During 2018, according to Nielsen, 13,952 people living in southern Maine will get married. On average, each couple will spend $30,000 on their happy day. If my math is correct, then that means $209,280,000 will be invested by these consumers on their impending nuptials.
Can your Maine small business convert all of these wedding bells into ringing cash registers? Portland radio can help.
Each week, 96.8% of everyone planning a wedding tunes into their favorite AM/FM radio station. This is substantially higher reach, according to Nielsen, than all other media. This makes radio the most effective way for small business owners to market their goods and services to southern Maine's lucrative bridal market.
Radio's marketing muscle becomes more vivid when you consider the age group most likely to wed. According to Nielsen, nearly 75% of all southern Maine consumers planning to marry in 2018 are between the ages of 18 and 44.
Portland radio's dominance among the key marrying age group eclipses all other local media, according to Nielsen.
Ads on Portland Radio Triple Business For Maine Wedding Band
Jon Goodman, front-man for local wedding band Time Pilots, has dramatically increased his share of that gigantic pool of bridal cash. Since he began advertising the band on Portland radio 5 years ago, Mr. Goodman says, "it would be fair to say that our wedding business has tripled".
Time Pilots started in 1999 when Mr. Goodman rounded up a group of musical friends for weekly jam sessions. "After a while," says Mr. Goodman, "we said this sounds really good. So we decided to become an 80s tribute band."
"The band quickly took off, "says Mr. Goodman. "We became really busy, really fast. We were playing 50 to 60 shows per year. These were mostly bars or an occasional private party in someone's backyard."
Mr. Goodman knew, however, that there was a more lucrative direction for Time Pilots. "I always had this idea in the back of my head," he says, "that once we developed a following, we would morph away from low paying club dates and become more of a general business which meant becoming a wedding band."
"Becoming a wedding band," continued Mr. Goodman, "involved playing all types of music not just 80s music. So we started adding more and more popular music to our mix. Now, the 80s is only a small part of what we play."
"Once we started playing weddings, we were depending on referrals and wedding planners to get more business", says Mr. Goodman. But the competition was fierce. "Not only did we have to compete for dates with eight or nine other local bands, we had to compete with wedding bands out of Boston." As Mr. Goodman explains, "Many brides and planners had the mistaken perception that Boston is where the best wedding bands come from."

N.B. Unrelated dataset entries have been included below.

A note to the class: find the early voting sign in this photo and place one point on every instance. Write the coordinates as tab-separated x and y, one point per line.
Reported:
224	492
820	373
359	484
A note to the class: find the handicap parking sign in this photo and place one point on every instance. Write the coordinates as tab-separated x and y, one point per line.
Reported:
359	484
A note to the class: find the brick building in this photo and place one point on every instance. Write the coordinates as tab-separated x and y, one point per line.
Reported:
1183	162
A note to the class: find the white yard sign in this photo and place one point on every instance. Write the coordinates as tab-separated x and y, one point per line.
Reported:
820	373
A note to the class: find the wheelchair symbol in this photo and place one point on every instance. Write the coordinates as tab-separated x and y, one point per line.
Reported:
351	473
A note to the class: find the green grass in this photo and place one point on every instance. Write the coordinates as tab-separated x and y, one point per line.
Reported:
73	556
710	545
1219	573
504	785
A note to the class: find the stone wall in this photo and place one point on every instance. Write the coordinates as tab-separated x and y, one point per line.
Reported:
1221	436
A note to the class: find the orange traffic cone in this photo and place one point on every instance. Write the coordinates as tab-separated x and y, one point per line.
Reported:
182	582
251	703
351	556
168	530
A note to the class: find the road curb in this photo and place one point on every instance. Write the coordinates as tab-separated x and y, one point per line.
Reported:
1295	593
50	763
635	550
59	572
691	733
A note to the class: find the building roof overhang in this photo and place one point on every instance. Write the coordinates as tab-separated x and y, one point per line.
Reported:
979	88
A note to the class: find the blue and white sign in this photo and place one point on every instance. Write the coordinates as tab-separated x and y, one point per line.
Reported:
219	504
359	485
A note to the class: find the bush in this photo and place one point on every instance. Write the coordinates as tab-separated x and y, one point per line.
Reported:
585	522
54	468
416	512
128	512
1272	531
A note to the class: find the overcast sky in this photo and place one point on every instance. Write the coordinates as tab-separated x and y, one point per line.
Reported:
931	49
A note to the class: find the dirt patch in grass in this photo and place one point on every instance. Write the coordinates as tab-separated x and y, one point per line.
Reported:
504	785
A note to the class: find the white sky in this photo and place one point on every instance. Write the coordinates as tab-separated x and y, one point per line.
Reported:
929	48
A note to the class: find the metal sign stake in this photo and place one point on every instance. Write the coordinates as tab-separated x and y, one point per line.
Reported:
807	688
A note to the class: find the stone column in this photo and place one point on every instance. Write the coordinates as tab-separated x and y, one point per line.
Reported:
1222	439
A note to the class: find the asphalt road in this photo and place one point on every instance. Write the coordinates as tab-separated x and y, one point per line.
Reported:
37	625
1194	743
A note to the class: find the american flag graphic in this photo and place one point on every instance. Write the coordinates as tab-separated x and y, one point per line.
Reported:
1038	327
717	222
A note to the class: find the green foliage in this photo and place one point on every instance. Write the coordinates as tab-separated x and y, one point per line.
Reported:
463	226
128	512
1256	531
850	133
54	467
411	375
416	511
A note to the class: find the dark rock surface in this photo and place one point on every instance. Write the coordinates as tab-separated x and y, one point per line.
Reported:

So in an effort to claim a large share of the Maine bridal market from their competitors, Time Pilots began advertising on Portland radio. "As soon as we started doing it, " says Mr. Goodman, "it was like BAM! people started telling me they heard our ad. Then, within a couple of days we got our first call from someone who said she was planning her wedding in the fall and she had heard the Time Pilots ad on the radio.."
"During our first year as a wedding band," says Mr. Goodman, "Time Pilots did one wedding. A few years later we were doing two to three weddings a year. Since we started doing our radio ads we have been doing 15 to 20 weddings a year. It would be fair to say that radio advertising has helped us triple our business."